Targeted Error Correction: a framework for making cheap data useful
报告人： Mike Baiocchi, Stanford School of Medicine
时间：2016-06-30 14:00 ~ 15:00
Access to cheap, easy-to-collect data sources is increasing (think: electronic health records). These data sources are coming to dominate many corners of health research. Regrettably, they are not of particularly high fidelity. In this talk we detail a framework for addressing key issues of data quality – measurement error and missingness. The framework is quite general but requires a bit of shoe leather from the researcher.
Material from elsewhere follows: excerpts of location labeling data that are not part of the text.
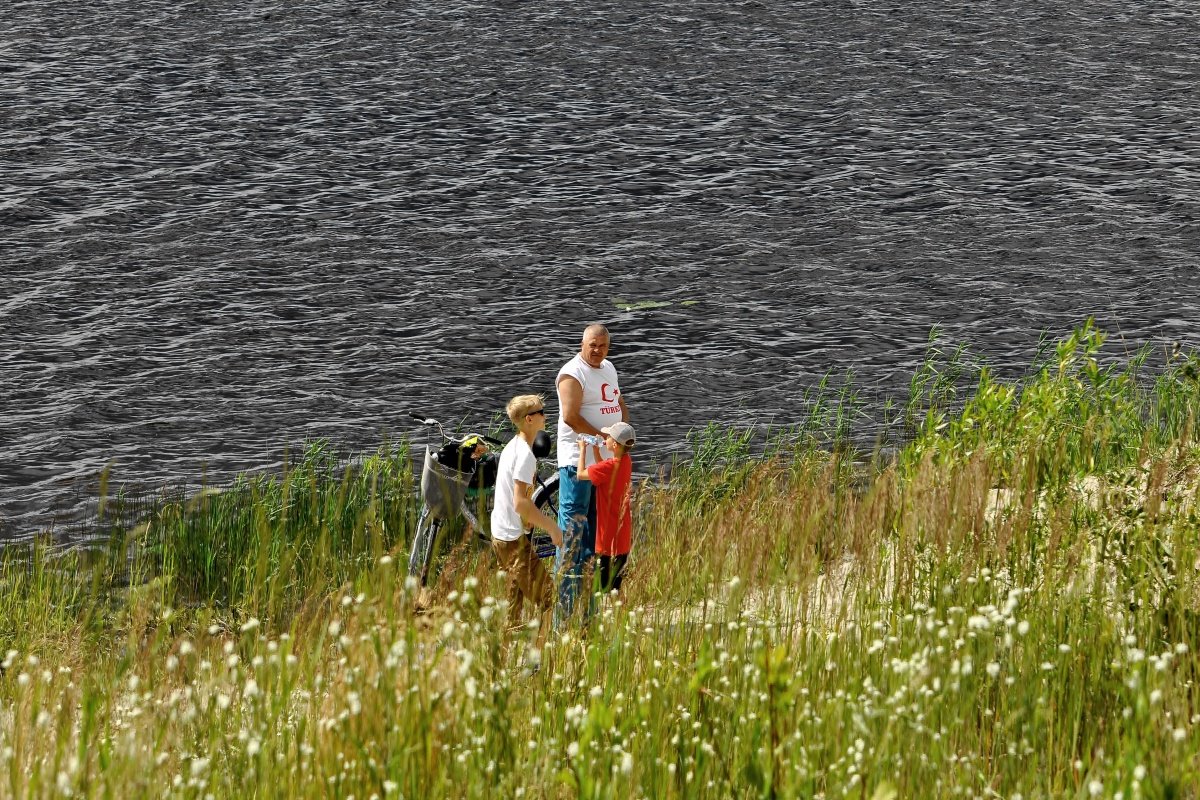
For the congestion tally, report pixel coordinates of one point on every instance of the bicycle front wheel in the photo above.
(427, 529)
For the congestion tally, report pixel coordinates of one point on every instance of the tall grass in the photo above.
(1008, 607)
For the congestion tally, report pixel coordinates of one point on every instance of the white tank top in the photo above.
(599, 407)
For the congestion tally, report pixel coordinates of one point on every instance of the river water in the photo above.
(228, 226)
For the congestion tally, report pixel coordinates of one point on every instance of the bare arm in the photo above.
(532, 515)
(570, 401)
(581, 470)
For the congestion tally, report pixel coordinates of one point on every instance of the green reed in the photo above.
(1008, 607)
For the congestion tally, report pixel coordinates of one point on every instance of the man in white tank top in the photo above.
(588, 400)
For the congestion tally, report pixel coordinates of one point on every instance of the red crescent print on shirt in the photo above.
(609, 394)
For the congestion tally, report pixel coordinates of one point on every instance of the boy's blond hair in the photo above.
(522, 404)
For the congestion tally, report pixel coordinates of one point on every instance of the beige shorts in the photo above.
(527, 577)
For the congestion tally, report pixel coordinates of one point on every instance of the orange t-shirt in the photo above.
(612, 480)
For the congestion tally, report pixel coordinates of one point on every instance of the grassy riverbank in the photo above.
(1007, 607)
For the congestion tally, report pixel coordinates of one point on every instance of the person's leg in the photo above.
(541, 595)
(617, 573)
(507, 553)
(574, 497)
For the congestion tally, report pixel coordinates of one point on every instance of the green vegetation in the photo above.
(1006, 606)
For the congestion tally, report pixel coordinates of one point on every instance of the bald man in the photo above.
(588, 400)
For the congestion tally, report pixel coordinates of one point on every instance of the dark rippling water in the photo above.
(226, 226)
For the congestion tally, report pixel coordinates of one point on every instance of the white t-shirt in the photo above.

The benefits are valid inference, even in situations where the missingness is informative and errors are differential, even in cases where errors are dependent on the outcome of interest. The seminar will introduce a slight generalization of the usual multiple imputation framework. We’ll then motivate the problem using work done in the Veteran’s Affairs to estimate the relationship between HIV status and cancer rates.
About the Speaker:
Mike Baiocchi is an Assistant Professor in the Stanford Prevention Research Center at Stanford School of Medicine. Before that he was a Stein Fellow in the Statistics Department at Stanford. He specializes in creating simple, easy to understand methodologies for causal inference and observational studies. In graduate school he had the privilege of training with Dylan Small. He also worked closely with Paul Rosenbaum and Scott Lorch. He became a statistician to help analyze and improve health care.